白黒槍剣 (0)
0914 00:21



わたしが貴方に出来る事はなんだろう。いちばん最後の記憶の、いちばん悲しい姿で、崩れ落ちるように棘を奮う貴方に。
闇の色と死の色。その二つを纏って鬼のように笑っている。……子供のように、泣いている。

「セイバー、」
「はい、ランサー」
「死にたいのか」
「いいえ」

武器を捨てた。そうすると手が出せなくなるのは、貴方がまだ貴方である事の証だろう。
一歩また一歩と慎重に歩んで行く。こつこつとヒールが鳴る。この惨状であるのにわたしはまだ純白を保ったままだ。

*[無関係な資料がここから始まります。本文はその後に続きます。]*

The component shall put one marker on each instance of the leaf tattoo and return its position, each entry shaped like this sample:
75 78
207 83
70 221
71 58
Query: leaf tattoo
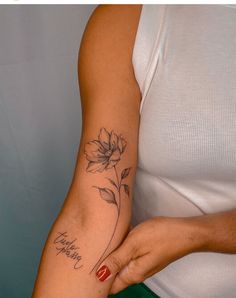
125 173
104 154
126 188
107 195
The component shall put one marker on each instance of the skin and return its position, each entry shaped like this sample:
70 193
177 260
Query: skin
88 232
110 99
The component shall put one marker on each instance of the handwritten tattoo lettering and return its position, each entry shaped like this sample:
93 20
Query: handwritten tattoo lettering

「もう泣かないで。苦しまないで。どうかその毒を、わたしにください」

白百合の花がぽきり、おちた。

そっと唇を重ね合わせた。たまらなく苦い味がした。貴方を汚すものの味だった。

「……ん、」

わたしは泥を吸い出していた。彼の中に巣喰う、脈打つ泥を。どろりとした液体を少しずつ嚥下するたびに、真っ黒だった貴方の武装が淡く薄くなってゆく。最後まで吸い切らねばならないからと霞む視界で見送った。

わたしの色をあなたにあげる。
何物にも染まっていない色にして、そしたらまた翡翠に浸けるのだ。

(もう、あなたと揃いの瞳では無くなってしまったけれど。)

まず髪が色素を失った。リボンがはらはらと夜の闇に消えた。漆黒に飲まれたドレスはその清らかな花の形を保てなくなり無粋な鎧へと姿を変える。そして全てを吸い出して、開いた瞳は月光の輝きに満ちていた。

飲み下すたびに痛みがあった。苦しみがあった。嘆きが、絶望が、慟哭が、懇願が、苦痛が孤独が殺意が戦禍が痛い痛い痛い痛い痛い痛い助けて助けて誰か誰か誰か────

そのどれもを押し退けて。
ただ、伝えたい事があった。
私を支える言葉があった。

「わたしも」
「なに、を、セイバー……っ!」
「わたしも、貴方と出会えて良かった」

馬鹿な事を、と落とした涙は。
一抹の汚れも無く貴方の頬を滑り落ちた。